I'd like to show that
$$\langle I^M(X),I^N(Y)\rangle_t=\int_0^t X_uY_u\,d\langle M,N\rangle_u\text{ holds for all } t\ge0,\ P-a.s.$$ is equivalent to
$$E[(I_t^M(X)-I_s^M(X))(I_t^N(Y)-I_s^N(Y))|\mathcal F_s]=E\biggr[\int_s^t X_uY_u\,d\langle M,N\rangle_u|\mathcal F_s\biggr]\text{ holds for all }0\le s<t<\infty,\ P-a.s.$$
$M,N$ are continuous square integrable martingales, and $X,Y$ are progressively measurable processes for which the stochastic integrals $I^M(X)=\int_0^t X_s\,dM_s$ and $I^N(Y)=\int_0^t Y_s\,dN_s$ are defined (Definition 3.2.9 in Karatzas and Shreve's Brownian Motion and Stochastic Calculus, the text this question comes from).

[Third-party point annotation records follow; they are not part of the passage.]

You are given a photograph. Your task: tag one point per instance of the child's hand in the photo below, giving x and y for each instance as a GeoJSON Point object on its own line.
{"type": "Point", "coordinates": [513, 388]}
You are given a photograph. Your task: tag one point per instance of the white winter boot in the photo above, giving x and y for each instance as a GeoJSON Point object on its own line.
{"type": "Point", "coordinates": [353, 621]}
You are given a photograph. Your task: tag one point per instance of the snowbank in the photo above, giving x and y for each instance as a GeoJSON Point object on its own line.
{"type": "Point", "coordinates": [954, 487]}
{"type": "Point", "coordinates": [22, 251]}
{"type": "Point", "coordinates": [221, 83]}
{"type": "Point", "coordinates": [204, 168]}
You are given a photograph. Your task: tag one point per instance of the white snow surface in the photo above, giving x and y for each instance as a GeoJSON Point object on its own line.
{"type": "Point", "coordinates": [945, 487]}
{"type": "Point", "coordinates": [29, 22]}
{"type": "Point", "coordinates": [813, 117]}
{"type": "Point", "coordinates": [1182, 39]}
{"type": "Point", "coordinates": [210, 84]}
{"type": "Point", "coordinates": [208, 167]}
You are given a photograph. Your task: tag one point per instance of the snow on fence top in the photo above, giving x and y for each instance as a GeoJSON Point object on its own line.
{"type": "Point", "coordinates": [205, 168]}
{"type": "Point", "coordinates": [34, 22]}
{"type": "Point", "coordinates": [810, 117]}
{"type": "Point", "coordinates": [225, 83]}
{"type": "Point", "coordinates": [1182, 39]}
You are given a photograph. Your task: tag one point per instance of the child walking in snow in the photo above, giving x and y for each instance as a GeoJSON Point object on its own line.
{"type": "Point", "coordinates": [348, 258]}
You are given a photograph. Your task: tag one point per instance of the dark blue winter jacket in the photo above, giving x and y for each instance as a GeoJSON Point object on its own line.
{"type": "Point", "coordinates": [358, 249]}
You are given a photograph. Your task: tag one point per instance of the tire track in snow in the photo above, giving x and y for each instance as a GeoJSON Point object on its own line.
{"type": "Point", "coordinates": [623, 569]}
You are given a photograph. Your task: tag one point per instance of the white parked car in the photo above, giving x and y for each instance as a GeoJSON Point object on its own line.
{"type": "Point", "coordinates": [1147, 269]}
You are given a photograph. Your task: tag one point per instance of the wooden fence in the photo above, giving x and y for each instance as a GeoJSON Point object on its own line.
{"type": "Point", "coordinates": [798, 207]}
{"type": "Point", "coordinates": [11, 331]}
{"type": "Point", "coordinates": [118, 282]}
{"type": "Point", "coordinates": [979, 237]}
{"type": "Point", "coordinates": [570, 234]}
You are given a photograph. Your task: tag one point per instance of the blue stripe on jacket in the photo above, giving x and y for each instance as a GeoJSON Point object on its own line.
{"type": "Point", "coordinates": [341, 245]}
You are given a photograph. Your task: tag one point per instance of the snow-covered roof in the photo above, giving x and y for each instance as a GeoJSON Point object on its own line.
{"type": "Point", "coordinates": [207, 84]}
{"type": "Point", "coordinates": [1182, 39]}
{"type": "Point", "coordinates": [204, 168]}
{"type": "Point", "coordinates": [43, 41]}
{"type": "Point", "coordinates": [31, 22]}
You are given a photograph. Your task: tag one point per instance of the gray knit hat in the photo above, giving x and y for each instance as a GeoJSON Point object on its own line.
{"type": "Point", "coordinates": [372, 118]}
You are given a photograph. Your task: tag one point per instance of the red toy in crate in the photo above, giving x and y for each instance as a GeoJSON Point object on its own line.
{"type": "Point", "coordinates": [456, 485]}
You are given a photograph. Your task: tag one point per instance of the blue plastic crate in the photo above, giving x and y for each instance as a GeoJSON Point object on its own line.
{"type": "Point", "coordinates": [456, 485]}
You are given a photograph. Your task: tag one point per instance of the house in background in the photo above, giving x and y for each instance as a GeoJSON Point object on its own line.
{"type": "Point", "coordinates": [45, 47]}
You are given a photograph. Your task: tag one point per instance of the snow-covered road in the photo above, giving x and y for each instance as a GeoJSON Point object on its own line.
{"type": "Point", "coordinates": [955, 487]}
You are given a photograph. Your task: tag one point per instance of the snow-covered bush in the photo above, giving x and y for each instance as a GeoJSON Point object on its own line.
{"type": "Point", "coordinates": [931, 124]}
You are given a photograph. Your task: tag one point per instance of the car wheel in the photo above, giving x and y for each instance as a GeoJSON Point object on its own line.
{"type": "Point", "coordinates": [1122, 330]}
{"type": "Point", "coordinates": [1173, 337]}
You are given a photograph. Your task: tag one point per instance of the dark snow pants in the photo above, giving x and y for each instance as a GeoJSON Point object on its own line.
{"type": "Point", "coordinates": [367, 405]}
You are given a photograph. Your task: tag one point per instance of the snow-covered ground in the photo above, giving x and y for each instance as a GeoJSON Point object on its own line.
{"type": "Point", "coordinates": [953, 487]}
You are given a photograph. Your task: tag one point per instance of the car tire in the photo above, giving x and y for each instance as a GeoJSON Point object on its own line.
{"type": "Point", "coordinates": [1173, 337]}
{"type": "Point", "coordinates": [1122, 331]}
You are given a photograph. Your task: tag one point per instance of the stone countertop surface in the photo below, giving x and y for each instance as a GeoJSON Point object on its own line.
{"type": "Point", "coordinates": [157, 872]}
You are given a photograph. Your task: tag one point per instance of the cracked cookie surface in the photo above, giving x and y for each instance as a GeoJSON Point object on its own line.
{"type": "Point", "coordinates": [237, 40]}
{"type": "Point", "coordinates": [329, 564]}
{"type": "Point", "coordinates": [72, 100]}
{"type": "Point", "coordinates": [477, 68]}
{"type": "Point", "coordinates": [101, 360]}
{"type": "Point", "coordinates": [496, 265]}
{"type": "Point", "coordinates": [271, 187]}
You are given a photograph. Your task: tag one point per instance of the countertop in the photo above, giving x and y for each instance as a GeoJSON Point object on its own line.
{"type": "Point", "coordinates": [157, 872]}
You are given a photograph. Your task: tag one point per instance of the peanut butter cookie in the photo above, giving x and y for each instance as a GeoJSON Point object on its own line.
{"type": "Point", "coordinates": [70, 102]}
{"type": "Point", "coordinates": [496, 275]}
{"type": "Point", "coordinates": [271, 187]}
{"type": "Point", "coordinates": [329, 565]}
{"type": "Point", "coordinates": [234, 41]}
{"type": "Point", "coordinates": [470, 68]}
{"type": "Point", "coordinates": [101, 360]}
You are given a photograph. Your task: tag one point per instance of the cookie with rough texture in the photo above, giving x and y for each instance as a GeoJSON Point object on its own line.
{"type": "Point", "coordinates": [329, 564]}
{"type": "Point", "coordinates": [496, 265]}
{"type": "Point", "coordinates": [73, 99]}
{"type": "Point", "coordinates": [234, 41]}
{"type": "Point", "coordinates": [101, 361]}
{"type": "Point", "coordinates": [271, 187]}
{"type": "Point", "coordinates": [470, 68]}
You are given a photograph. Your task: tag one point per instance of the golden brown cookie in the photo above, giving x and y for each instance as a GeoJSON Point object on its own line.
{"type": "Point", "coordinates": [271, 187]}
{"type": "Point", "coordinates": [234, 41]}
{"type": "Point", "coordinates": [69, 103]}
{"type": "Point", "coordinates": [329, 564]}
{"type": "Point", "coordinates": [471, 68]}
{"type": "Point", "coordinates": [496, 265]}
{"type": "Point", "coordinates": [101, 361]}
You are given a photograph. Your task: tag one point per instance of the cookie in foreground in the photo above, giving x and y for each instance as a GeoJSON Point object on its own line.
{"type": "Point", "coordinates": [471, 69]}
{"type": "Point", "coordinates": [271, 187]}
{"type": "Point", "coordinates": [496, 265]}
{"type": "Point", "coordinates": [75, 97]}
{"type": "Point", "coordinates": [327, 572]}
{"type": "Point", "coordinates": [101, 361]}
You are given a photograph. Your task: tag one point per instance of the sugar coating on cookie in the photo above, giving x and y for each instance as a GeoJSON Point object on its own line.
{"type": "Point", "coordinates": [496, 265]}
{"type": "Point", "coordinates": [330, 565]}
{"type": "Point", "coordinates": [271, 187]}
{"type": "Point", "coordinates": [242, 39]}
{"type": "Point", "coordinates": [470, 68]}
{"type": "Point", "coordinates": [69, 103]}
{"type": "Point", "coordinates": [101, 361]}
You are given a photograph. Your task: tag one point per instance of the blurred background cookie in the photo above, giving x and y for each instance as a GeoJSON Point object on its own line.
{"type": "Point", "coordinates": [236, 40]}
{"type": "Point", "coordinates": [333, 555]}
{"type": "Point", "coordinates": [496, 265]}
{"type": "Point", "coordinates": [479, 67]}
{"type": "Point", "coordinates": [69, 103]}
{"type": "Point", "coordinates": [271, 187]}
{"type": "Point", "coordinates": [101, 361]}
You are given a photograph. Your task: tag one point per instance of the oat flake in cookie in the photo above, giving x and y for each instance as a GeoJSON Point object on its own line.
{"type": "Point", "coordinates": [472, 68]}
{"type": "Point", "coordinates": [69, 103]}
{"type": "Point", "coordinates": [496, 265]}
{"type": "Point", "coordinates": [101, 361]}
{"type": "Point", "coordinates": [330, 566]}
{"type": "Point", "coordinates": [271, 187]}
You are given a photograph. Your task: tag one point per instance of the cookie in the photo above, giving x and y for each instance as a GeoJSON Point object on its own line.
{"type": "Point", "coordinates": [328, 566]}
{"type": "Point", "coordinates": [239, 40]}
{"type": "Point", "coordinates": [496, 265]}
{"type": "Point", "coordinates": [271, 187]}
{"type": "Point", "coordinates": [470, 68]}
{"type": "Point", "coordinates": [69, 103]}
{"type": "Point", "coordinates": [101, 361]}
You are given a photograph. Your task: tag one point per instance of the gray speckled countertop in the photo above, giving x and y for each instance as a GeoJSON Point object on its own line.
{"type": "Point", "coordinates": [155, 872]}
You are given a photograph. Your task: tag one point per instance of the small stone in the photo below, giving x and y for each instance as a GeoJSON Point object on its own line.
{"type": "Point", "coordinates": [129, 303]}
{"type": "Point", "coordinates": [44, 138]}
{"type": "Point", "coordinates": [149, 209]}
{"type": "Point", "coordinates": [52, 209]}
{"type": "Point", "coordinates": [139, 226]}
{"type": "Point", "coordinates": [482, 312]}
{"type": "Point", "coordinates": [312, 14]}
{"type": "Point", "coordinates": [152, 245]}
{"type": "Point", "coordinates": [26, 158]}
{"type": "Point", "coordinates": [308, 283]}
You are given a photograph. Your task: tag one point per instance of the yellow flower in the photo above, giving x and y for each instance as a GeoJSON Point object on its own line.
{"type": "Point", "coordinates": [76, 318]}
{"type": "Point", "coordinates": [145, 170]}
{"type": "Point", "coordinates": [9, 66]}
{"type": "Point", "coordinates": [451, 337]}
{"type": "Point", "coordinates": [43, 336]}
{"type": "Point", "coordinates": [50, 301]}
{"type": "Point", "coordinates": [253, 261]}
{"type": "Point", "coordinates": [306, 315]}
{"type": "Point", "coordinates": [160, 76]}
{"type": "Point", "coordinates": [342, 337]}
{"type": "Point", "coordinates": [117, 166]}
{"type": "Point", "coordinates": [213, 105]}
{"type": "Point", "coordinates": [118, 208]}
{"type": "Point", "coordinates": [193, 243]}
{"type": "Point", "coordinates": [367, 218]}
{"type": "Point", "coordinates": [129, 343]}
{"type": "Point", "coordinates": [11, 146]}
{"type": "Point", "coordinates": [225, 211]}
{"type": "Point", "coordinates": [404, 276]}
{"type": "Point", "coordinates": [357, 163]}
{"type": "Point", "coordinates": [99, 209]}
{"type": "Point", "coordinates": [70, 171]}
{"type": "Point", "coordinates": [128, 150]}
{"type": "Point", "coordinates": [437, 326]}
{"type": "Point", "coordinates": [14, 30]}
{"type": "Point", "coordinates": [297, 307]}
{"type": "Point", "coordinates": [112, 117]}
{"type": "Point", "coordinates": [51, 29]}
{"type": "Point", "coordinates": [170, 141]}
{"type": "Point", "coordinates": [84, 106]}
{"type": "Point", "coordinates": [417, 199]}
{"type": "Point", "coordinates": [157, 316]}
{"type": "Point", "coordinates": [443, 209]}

It is easy to see that the former implies the latter, by noting that if $A,B$ are square integrable martingales and $0<t\le u<v$, $E[(A_v-A_u)(B_v-B_u)|\mathcal F_t]=E[\langle A,B\rangle_v-\langle A,B\rangle_u|\mathcal F_t].$ I'm having trouble seeing the other direction.
Any help is greatly appreciated. Thanks in advance.